Beyond Limits: Produce large records without undermining Apache Kafka?

Introduction#

Initially conceived as a “technical pipe”, a means to distribute data quickly between various applications, Apache Kafka has rapidly evolved to become an integral part of an organization’s data architecture.

Its power lies not only in its ability to handle massive data streams but also in its transformative effect on organizational data culture. With Kafka, data becomes a shared and accessible resource, a common language that different parts of the organization can use to communicate. This democratization of data allows for more informed decision-making, improved operational efficiency, and increased opportunities for innovation across all levels of the organization.

However, as with any technology, Kafka comes with its own set of challenges. One of these is the default limit on the record size it accepts. Apache Kafka is set to handle records up to 1MB (see our Kafka Options Explorer with message.max.bytes). This limit can be increased... if you know what you’re doing, as you should update many other configurations now.

Let’s clarify the use cases here and how we tackle this issue seamlessly and with style.

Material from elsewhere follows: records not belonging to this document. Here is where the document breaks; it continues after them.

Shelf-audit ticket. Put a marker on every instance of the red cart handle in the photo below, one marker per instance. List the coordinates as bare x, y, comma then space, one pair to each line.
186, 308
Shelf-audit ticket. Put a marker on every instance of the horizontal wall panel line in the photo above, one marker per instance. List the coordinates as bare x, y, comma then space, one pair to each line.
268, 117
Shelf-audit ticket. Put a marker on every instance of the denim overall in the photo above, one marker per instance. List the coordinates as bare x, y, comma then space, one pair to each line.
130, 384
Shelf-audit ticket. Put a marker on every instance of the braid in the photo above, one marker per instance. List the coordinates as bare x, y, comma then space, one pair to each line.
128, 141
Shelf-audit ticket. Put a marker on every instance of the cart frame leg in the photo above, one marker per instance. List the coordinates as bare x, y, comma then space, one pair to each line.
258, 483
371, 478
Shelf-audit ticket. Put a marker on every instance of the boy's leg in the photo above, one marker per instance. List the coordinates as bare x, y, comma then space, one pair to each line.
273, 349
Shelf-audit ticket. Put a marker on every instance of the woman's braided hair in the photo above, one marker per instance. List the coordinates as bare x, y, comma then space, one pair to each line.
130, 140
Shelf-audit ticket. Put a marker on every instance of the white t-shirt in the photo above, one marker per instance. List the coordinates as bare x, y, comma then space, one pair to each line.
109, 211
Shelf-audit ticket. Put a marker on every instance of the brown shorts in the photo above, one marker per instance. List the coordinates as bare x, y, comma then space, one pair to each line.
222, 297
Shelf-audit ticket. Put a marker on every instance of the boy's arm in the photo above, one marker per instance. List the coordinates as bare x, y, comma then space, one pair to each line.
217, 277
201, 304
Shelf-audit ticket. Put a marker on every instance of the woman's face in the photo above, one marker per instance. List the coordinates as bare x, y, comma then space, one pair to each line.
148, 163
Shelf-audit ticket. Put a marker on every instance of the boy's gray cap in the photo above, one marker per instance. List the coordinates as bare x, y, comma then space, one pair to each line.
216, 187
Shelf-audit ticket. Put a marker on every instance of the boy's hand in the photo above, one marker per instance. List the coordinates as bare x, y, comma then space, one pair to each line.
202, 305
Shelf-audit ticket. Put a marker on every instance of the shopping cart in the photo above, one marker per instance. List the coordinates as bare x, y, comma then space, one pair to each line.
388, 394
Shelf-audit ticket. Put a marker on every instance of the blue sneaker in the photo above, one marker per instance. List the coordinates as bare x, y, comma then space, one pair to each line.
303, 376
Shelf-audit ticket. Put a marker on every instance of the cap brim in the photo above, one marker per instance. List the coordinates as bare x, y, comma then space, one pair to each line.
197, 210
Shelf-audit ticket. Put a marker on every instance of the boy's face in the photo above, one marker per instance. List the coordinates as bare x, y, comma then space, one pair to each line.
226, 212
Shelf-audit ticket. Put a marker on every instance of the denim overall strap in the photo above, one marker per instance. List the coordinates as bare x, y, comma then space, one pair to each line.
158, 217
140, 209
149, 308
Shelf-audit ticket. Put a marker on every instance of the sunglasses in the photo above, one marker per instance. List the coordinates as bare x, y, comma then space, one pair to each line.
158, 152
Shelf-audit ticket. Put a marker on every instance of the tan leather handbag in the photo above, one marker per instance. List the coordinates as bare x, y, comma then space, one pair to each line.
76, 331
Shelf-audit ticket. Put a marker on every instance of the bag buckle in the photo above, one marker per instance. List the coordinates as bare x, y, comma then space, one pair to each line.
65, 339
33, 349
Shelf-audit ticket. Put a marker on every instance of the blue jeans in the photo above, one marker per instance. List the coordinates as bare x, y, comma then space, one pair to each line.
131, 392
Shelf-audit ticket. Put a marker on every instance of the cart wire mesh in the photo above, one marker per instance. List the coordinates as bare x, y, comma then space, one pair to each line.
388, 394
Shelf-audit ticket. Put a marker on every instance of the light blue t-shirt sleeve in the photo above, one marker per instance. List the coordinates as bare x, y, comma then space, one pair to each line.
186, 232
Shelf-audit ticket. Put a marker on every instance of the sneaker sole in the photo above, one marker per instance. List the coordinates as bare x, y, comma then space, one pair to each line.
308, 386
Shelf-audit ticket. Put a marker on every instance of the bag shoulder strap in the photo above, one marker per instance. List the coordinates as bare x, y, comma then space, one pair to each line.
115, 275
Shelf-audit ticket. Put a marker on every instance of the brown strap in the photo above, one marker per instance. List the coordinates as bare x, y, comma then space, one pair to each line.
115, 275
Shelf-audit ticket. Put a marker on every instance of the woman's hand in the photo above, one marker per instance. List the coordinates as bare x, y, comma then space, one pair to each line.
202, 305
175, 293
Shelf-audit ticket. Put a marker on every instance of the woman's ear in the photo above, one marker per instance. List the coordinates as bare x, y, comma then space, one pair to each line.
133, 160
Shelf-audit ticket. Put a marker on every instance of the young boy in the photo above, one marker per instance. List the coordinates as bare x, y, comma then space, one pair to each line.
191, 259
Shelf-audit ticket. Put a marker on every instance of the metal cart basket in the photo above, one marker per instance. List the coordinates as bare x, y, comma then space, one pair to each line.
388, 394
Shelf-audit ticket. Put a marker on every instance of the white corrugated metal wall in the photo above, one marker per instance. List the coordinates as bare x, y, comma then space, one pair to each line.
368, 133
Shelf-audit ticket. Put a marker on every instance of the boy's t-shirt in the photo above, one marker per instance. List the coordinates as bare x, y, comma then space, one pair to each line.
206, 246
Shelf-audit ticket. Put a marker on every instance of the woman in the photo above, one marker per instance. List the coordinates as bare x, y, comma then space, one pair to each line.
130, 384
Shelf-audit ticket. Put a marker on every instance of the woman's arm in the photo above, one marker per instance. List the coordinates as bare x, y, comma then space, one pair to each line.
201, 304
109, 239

Who is sending send large pieces of data into Kafka?#

Apache Kafka is agnostic to the content it handles. Its ability to understand and process “bytes” allows it to accommodate a wide range of data types and formats. Bytes can represent anything. Their value is in the eye of the beholder: text, JSON, Avro, Protobuf… or many other fancy things:

CSVs: coming from your preferred ETL
PDFs: because it’s the way your organization moves data
Large images: in domains like Healthcare or Traffic monitoring
Videos or chunks of videos: for processing, intrusion detection
Sounds
IoT sensors data
Machine Learning models
…

How can we combine the business necessity of processing large data records with the technical limitations of Apache Kafka?

Impact of producing large records in Apache Kafka#

You know it isn’t a best practice.
You know the storage attached to Kafka is costly, and due to the replication.factor of your topics, you’re doing to duplicate the large records 3x or 4x times.
Large messages stored in Kafka will lead to extended broker restart times, thereby diminishing Kafka’s performance and reliability.
They will dominate resources due to the Kafka broker’s threading model, alongside numerous behind-the-scenes configuration adjustments required to make it function. In the end, it’s challenging to comprehend the impact fully.

You feel it’s a bad bad idea to send large records; it’s Pandora’s box.

Catch-22: you understand all this, but business demands are business! You come up with a marvelous idea to avoid these problems…

Rely on an Infinite Storage: AWS S3#

Everybody smirked at your suggestion to chop your large message into bite-sized pieces at produce-time for later reassembly at the client side. We all had a good laugh, and all said “PASS” in unison! (a terrible idea)

You have another card to play: implementing the “Claim Check Pattern“. Let’s explain it step by step.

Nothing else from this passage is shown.